La dictature chinoise au cœur des bouleversements mondiaux
La plupart du temps, le respect des droits de l’Homme est une affaire intérieure des États : il faut savoir comment le pouvoir en place traite le citoyen et s’il lui laisse la liberté de parler et d’agir. Il n’en va plus de même lorsque les parties en présence sont des puissances mondiales qui peuvent renverser les équilibres économiques et militaires de la planète et qui détiennent des droits particuliers sur le fonctionnement des organisations internationales.
Les capacités de nuisance s’exercent alors en dehors des frontières et bien au-delà et les victimes bien souvent n’ont aucun rapport direct avec leurs oppresseurs. C’est le cas dans nombre de conflits armés, où les civils sont frappés autant que les militaires, où les ruptures d’approvisionnement provoquent des famines sur d’autres continents, où l’angoisse s’empare de populations qui ignorent tant la durée de la guerre que son issue.

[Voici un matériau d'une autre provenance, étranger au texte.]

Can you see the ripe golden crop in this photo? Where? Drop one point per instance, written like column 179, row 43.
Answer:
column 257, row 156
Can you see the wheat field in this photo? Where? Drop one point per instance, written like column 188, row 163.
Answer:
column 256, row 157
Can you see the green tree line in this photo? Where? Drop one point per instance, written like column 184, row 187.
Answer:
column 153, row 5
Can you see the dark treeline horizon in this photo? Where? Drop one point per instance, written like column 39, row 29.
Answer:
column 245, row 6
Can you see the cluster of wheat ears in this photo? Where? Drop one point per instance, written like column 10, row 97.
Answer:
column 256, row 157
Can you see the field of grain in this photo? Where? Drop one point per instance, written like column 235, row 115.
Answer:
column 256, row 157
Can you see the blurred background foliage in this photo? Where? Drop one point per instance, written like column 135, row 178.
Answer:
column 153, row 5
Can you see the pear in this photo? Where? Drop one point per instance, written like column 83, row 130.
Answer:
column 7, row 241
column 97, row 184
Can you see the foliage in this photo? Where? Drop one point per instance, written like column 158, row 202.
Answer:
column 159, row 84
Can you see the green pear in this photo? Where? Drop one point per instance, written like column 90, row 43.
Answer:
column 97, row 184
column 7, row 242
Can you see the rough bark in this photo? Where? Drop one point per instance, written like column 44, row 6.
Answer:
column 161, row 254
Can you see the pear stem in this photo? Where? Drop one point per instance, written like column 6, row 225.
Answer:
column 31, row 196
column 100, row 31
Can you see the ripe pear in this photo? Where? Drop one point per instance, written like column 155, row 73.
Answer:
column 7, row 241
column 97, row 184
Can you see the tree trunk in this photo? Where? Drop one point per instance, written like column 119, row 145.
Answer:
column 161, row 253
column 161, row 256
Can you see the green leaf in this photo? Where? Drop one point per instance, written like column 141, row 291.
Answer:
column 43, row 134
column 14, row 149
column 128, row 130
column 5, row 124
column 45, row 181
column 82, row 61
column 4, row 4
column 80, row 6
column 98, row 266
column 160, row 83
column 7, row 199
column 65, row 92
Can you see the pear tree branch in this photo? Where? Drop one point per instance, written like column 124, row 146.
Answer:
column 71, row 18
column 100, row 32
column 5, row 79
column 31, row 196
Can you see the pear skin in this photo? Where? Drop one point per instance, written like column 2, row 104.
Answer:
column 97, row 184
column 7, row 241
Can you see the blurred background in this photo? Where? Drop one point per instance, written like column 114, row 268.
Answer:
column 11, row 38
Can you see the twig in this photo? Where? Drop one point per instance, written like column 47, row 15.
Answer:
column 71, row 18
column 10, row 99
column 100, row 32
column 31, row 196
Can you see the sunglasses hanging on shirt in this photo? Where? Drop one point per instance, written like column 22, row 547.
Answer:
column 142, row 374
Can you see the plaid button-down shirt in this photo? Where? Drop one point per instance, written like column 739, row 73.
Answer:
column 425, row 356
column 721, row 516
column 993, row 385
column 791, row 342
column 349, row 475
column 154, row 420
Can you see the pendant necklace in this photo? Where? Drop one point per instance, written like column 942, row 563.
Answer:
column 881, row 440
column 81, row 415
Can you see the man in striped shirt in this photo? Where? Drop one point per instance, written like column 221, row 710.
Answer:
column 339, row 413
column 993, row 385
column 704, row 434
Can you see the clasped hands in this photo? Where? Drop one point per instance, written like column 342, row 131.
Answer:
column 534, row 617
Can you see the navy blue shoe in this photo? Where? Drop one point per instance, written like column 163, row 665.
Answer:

2022 est une année d’anxiétés multiples. Les belligérants de la guerre d’Ukraine, combattants ou fournisseurs d’armes, ont des alliés sur les cinq continents, impliqués dans des disputes à portée mondiale comme la liberté de navigation en mer de Chine orientale et méridionale où transitent les plus gros flux du commerce mondial, comme l’appropriation de matières premières industrielles, comme la constitution d’un réseau d’alliances dans le Pacifique, sans parler de l’accès aux deux pôles ou des rivalités de la conquête spatiale. L’imbrication des conflits et des ambitions multiplie les risques d’affrontement entre des puissances qui affichent chacune – depuis longtemps ou depuis peu – des prétentions à détenir seule les clés de la modernité et qui occupent un siège permanent au Conseil dit « de SECURITE » des Nations unies, Conseil assez mal nommé puisqu’il ne sait empêcher les guerres.
Les tensions diplomatico-militaires se sont encore avivées à la fin de juin lors de la réunion de l’Otan à Madrid. L’alliance de l’Atlantique Nord a clairement désigné (Nato 2022 Strategic Concept 29 juin 2022) les deux pays du camp adverse : Russie et Chine, liés par un « partenariat stratégique approfondi ».
Le document distingue la Russie, menace « la plus importante et la plus directe », et la Chine. Celle-ci est relativement ménagée parce qu’elle ne mène pas de guerre pour l’instant et sans doute aussi parce qu’on redoute sa puissance. Mais le texte affirme néanmoins qu’elle « défie nos intérêts, notre sécurité et nos valeurs ». Le texte signé des trente chefs d’État et de gouvernement fait en quelque sorte écho au communiqué sino-russe du 4 février, publié à Beijing à l’ouverture des Jeux olympiques trois semaines avant l’entrée russe en Ukraine.
Les deux textes sont essentiels pour la compréhension des positions et des stratégies à long terme de part et d’autre. Pour la Chine, à quelques mois du Congrès du Parti qui décidera du pouvoir de Xi Jinping et de l’éventuelle poursuite de ses ambitions nationales et extérieures, les prétentions affichées dans la déclaration de février expliquent pour une large part la volonté de réprimer toutes les forces qui contestent le pouvoir absolu que s’octroie le chef du Parti. Depuis longtemps mais maintenant plus que jamais, il s’agit des défenseurs des droits de l’Homme (avocats et militants), des partisans d’un régime soumis à la Constitution et non au Parti, des fidèles du mouvement démocratique de 1989, de ceux qui luttent dans la masse ouvrière pour des syndicats libres, des opposants à l’extension continue de la surveillance des citoyens par le réseau d’intelligence artificielle et par le fichage informatique, des minorités luttant pour leur identité culturelle (Xinjiang, Mongolie, Tibet), des Hongkongais qui refusent leur assujettissement au pouvoir central.